You would see one of the family taken ill, perhaps from a mere cold, and immediately separated from ache others, no one feeling it safe to come in actual contact, till it can be ascertained that it is not the plague. You would see those of us who have to go abroad put on cloaks, made of oil-cloth, which are said to be plague- proof, and which make us look more like walking in the midst of death than in the midst of life. But withal you would see us generally cheerful and happy, attending to our translations, having our own little precious meetings together, and sometimes feeling that we were probably within a day or two of heaven.
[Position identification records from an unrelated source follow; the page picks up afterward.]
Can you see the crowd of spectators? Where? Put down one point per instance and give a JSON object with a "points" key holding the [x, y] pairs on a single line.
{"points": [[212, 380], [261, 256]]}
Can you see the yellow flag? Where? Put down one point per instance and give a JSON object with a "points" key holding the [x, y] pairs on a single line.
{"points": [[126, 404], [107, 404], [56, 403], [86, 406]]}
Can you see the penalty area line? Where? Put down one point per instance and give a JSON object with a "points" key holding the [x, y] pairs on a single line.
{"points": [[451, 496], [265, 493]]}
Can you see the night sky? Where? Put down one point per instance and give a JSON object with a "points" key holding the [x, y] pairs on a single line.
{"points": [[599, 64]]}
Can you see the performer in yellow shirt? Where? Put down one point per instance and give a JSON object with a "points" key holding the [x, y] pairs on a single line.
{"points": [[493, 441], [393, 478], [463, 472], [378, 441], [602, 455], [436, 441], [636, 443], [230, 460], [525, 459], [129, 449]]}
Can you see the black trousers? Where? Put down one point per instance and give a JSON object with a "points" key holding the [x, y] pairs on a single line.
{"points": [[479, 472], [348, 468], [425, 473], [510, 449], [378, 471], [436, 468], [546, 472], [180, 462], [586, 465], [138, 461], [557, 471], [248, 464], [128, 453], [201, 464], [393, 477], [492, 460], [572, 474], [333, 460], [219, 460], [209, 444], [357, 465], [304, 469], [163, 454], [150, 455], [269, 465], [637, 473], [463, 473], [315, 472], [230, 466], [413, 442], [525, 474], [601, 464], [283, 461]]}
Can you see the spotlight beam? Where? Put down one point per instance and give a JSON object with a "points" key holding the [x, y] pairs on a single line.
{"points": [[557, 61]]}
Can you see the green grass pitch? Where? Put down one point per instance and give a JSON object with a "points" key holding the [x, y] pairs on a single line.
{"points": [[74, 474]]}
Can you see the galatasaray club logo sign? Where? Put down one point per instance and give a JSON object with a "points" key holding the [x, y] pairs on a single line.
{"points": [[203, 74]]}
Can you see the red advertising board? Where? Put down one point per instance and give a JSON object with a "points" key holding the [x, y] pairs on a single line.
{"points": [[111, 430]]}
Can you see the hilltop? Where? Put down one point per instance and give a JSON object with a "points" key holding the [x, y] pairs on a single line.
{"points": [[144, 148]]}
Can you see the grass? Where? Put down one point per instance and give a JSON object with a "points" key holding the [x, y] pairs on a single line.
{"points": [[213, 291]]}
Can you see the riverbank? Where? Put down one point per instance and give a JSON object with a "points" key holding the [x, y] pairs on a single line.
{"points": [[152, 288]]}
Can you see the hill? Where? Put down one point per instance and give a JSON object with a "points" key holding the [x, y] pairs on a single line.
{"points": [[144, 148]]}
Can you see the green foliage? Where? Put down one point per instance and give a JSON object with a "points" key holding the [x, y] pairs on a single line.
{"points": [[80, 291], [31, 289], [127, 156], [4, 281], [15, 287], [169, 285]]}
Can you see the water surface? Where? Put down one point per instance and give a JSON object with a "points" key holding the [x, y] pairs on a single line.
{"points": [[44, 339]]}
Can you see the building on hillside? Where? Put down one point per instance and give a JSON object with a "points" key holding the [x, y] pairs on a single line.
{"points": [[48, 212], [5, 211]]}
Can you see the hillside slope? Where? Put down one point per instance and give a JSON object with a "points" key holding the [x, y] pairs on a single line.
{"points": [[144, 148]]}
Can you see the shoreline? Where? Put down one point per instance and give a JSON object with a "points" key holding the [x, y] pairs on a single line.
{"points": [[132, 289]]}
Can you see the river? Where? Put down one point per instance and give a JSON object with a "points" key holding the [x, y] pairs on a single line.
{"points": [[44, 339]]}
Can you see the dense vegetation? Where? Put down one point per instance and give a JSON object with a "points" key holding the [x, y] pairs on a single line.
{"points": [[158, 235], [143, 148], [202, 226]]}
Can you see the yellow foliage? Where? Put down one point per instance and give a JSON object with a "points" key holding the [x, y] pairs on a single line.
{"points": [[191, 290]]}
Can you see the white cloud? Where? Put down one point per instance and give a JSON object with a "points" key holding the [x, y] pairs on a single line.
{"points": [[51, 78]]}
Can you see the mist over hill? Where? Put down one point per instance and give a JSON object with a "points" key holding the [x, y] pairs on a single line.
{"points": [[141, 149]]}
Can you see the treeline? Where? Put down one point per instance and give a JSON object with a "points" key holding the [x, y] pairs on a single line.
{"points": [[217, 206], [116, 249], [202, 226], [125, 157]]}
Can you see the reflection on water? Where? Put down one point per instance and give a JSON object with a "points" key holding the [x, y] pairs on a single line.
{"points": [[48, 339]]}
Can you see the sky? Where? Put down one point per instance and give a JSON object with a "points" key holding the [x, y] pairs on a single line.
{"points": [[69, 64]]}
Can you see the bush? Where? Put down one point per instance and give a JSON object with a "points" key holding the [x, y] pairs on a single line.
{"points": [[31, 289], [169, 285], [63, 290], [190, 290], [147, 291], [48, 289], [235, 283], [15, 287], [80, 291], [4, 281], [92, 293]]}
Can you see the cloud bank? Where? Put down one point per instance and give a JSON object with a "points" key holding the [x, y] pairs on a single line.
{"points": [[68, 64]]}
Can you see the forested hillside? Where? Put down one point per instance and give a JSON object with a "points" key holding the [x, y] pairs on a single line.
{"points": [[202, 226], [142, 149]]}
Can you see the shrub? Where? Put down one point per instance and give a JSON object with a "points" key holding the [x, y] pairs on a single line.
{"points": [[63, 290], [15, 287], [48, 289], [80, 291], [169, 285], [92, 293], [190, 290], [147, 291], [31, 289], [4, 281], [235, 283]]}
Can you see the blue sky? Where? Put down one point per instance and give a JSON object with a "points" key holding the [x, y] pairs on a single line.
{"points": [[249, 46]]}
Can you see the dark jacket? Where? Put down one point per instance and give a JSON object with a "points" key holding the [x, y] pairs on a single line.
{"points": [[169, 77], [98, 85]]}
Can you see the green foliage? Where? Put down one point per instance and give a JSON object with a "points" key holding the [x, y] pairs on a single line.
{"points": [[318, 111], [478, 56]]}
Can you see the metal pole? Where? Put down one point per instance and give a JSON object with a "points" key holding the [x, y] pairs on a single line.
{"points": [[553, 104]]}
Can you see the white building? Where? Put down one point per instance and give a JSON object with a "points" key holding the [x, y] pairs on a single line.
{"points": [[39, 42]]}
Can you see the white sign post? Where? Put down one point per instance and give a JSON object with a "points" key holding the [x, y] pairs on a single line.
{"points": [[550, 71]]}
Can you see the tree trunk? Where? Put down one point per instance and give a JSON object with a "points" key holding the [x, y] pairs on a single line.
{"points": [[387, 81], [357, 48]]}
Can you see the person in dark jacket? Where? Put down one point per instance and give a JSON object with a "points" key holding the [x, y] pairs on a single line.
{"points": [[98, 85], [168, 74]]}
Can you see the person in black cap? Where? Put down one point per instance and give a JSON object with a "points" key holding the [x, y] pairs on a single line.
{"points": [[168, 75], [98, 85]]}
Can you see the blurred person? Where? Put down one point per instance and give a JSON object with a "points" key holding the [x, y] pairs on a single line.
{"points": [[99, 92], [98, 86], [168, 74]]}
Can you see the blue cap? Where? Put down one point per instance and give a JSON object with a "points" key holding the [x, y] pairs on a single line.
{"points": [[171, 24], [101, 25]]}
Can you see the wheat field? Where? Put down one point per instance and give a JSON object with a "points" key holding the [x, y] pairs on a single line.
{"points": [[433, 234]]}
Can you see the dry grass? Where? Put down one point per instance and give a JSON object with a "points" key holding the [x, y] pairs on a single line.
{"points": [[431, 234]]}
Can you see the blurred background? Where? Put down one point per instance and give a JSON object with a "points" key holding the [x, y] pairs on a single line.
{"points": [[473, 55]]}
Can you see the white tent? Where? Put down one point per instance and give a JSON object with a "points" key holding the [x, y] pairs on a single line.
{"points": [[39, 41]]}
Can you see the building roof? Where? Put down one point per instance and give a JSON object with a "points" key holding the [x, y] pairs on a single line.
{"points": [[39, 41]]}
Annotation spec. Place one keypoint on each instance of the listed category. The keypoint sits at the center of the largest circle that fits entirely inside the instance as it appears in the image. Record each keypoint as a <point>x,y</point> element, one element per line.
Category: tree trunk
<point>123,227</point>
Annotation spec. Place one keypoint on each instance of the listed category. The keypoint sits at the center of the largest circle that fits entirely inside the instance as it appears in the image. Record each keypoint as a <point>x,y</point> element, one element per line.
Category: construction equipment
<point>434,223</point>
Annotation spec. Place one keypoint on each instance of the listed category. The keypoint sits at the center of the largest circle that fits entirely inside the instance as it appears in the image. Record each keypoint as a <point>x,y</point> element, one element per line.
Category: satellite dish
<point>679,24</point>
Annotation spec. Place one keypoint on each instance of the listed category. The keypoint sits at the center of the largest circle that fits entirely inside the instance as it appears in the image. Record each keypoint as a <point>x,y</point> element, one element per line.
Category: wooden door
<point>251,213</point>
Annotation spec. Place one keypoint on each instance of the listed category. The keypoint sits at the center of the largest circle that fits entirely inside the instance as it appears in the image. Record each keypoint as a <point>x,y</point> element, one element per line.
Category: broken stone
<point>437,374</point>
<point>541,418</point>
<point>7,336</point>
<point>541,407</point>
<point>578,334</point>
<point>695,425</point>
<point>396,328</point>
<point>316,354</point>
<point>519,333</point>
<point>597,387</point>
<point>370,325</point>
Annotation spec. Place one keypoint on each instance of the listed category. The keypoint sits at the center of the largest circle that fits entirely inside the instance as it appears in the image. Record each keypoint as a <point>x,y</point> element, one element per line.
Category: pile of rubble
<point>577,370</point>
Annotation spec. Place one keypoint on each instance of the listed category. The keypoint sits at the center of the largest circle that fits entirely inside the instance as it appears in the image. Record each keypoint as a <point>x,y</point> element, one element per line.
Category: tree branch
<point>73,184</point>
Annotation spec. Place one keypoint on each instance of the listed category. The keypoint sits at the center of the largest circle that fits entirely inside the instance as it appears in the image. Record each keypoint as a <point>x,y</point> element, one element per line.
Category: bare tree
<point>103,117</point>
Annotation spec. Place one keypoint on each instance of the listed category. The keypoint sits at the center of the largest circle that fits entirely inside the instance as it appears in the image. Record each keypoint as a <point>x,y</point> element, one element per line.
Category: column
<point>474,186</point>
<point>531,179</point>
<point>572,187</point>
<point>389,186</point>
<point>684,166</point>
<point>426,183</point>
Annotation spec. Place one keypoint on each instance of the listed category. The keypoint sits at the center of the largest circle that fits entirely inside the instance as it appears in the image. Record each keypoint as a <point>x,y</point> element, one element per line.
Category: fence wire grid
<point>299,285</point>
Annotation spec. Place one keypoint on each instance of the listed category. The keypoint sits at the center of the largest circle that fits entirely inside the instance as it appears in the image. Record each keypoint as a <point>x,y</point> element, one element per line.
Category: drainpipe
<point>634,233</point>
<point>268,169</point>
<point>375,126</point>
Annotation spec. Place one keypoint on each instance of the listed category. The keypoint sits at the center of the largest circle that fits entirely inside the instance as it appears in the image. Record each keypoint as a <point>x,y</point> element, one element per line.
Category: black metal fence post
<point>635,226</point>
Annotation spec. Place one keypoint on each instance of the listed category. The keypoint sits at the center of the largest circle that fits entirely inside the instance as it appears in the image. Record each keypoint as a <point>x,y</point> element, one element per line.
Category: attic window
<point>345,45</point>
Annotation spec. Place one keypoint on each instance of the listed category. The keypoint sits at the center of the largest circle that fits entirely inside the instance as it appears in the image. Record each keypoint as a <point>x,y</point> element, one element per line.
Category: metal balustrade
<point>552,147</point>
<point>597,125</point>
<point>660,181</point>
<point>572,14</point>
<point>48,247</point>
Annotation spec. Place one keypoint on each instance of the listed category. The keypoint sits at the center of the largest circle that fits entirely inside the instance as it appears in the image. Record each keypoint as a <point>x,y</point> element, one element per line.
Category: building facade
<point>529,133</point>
The number of victims cannot be ascertained with any degree of certainty. For a considerable time the number reported averaged from six to ten thousand a week. Some say one-fifth of all Constantinople has perished. This, no doubt, is an exaggeration; but it is agreed on all hands that there has been no such plague here before, since the memorable one of 1812. I have never before seen the streets so deserted and the places of public concourse so thinned. Thousands of faces I used to see, I now see no more. In one rich and influential family twenty-one individuals were swept away in a few days, the father " only having escaped alone to tell" the melancholy story. Oh, how many tens of thousands have been hurried away from the land of the living!

Schauffler's German service

Oh, what a world that other world must be! But, blessed be God, among all these multitudes I am happy to report one individual who, it is believed, was a Christian. This was Frans Muller, a young German, who was a constant attendant on Mr. Schauffler's German service. He is the only one we love to call to mind, the only one we think of with satisfaction, as being a follower and disciple of Christ, and as belonging to His everlasting kingdom. And I have therefore given you his name above, for " the righteous shall be in everlasting remembrance."